D. tocaba la guitarra y cantaba. Obvio que, a los ojos de las chicas, un tipo que toca la guitarra y canta tiene alguna ventaja frente a los que miran, algo así como un plus que lo transforma en winner, lo hace más alto, más buen mozo, más sensible, más inteligente, más seductor... y más histérico. 
D., además, no era un "rasgueador" de esos que tocan la que todos sabemos para que los acordes básicos se pierdan entre los gritos del improvisado coro. No, D. tocaba en serio. Punteaba bonito, se enojaba cuando los acompañantes desafinábamos e inocultablemente se le inflaba el ego al percibir que todas suspirábamos por él.
C. moría por D. hasta el límite de la angustia. Yo, más dispersa, oscilaba entre él y un par más pero de buen grado habría aceptado sus miradas, algún que otro beso y la osadía de una caricia robada. Pero D. no cedía. Como una verdadera estrella, era hermético en cuanto a sus verdaderos sentimientos, como si sintiese que se debía a ese público de colegialas románticas.

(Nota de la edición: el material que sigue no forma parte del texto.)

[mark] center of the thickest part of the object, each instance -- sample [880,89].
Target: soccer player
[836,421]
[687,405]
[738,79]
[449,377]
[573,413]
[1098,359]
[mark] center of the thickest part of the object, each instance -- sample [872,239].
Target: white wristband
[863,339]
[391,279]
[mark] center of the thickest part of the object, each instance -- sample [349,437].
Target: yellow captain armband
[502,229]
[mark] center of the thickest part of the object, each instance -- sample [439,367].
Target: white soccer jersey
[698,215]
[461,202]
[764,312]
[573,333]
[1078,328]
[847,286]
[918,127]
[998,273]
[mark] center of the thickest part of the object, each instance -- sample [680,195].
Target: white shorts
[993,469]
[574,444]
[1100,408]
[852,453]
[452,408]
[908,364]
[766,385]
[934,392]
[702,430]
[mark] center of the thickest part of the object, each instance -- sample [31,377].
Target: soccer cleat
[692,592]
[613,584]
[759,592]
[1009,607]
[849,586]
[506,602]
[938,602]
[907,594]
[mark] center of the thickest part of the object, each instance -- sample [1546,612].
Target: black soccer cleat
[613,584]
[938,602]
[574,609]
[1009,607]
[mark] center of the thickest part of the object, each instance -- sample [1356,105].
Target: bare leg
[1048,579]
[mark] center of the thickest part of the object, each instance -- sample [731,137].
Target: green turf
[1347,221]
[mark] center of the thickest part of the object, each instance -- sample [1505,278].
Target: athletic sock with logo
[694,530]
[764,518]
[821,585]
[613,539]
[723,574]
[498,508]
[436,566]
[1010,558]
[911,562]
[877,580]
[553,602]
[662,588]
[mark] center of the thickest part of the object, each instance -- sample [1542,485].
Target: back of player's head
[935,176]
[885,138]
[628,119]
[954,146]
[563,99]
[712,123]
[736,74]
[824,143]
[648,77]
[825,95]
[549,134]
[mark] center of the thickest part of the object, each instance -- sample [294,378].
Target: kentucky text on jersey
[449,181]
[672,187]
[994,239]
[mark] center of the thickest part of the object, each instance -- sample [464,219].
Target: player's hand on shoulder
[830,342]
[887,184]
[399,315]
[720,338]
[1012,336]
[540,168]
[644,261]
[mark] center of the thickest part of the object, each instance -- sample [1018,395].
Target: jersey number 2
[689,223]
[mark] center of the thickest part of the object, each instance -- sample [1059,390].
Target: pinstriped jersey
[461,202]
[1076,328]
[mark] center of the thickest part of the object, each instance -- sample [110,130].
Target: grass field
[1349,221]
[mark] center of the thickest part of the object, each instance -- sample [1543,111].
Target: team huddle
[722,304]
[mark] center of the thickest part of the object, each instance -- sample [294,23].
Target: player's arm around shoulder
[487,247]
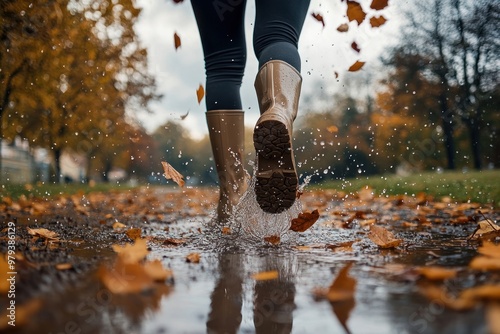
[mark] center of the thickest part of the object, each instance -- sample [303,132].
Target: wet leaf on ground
[383,237]
[265,275]
[171,173]
[43,233]
[304,221]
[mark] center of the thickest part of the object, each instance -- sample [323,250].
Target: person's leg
[221,27]
[278,25]
[222,32]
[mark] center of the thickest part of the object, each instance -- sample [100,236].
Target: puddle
[220,294]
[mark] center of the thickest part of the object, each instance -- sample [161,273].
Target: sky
[326,55]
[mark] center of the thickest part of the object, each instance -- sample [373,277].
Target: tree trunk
[475,134]
[447,119]
[57,161]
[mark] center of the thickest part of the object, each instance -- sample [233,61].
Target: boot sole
[276,186]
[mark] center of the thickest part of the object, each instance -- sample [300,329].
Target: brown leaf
[132,253]
[356,66]
[193,258]
[174,241]
[377,21]
[43,233]
[273,239]
[64,266]
[436,273]
[382,237]
[486,229]
[265,275]
[134,233]
[344,27]
[355,12]
[379,4]
[355,47]
[171,173]
[332,128]
[319,17]
[118,226]
[304,221]
[200,93]
[177,41]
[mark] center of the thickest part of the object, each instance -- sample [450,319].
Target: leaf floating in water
[382,237]
[171,173]
[304,221]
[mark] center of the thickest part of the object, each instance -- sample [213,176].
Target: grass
[475,186]
[51,190]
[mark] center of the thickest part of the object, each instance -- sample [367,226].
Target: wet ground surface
[220,293]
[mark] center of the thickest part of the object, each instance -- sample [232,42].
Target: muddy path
[331,278]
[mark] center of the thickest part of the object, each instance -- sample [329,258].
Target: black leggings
[277,28]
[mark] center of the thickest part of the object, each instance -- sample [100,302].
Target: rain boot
[226,131]
[278,87]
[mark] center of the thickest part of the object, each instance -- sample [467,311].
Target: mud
[220,295]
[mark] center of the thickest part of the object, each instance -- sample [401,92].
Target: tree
[454,52]
[88,73]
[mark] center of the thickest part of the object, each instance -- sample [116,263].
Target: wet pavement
[220,294]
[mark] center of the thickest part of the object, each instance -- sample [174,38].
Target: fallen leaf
[382,237]
[355,47]
[132,253]
[379,4]
[355,12]
[43,233]
[433,273]
[177,41]
[200,93]
[134,233]
[156,271]
[333,128]
[273,239]
[344,27]
[171,173]
[342,246]
[304,221]
[118,226]
[356,66]
[193,258]
[174,241]
[183,117]
[377,21]
[64,266]
[319,18]
[265,275]
[486,230]
[493,318]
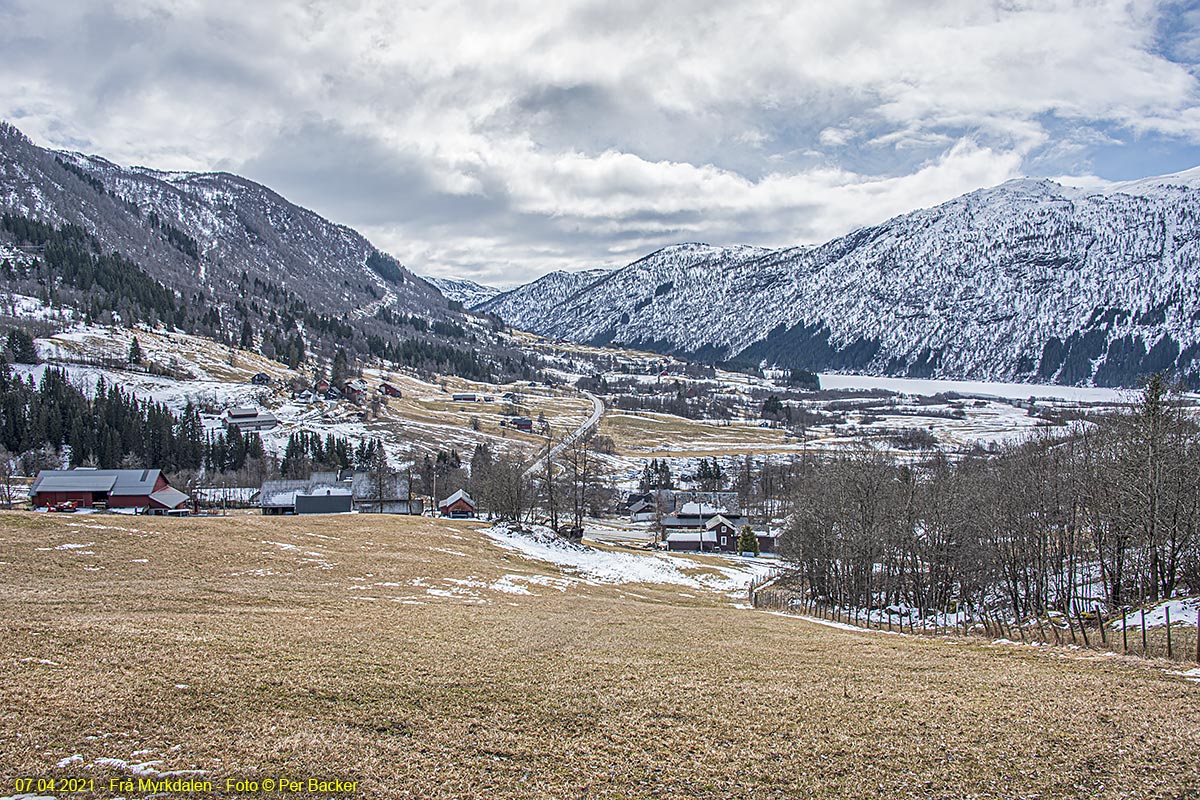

Como una verdadera estrella entendía que la magia reside en el misterio. Y era reservado y misterioso.
Esta canción era el caballito de batalla de D. La que no tocaba hasta escuchar las súplicas de las chicas, la que postergaba mientras los otros varones del grupo juntaban envidia y rabia, la que después soltaba con voz segura, igualita a la versión original.
¡Ah, me olvidaba!... D. se quedó con P.


Los juguetes y los niños. Vivencia.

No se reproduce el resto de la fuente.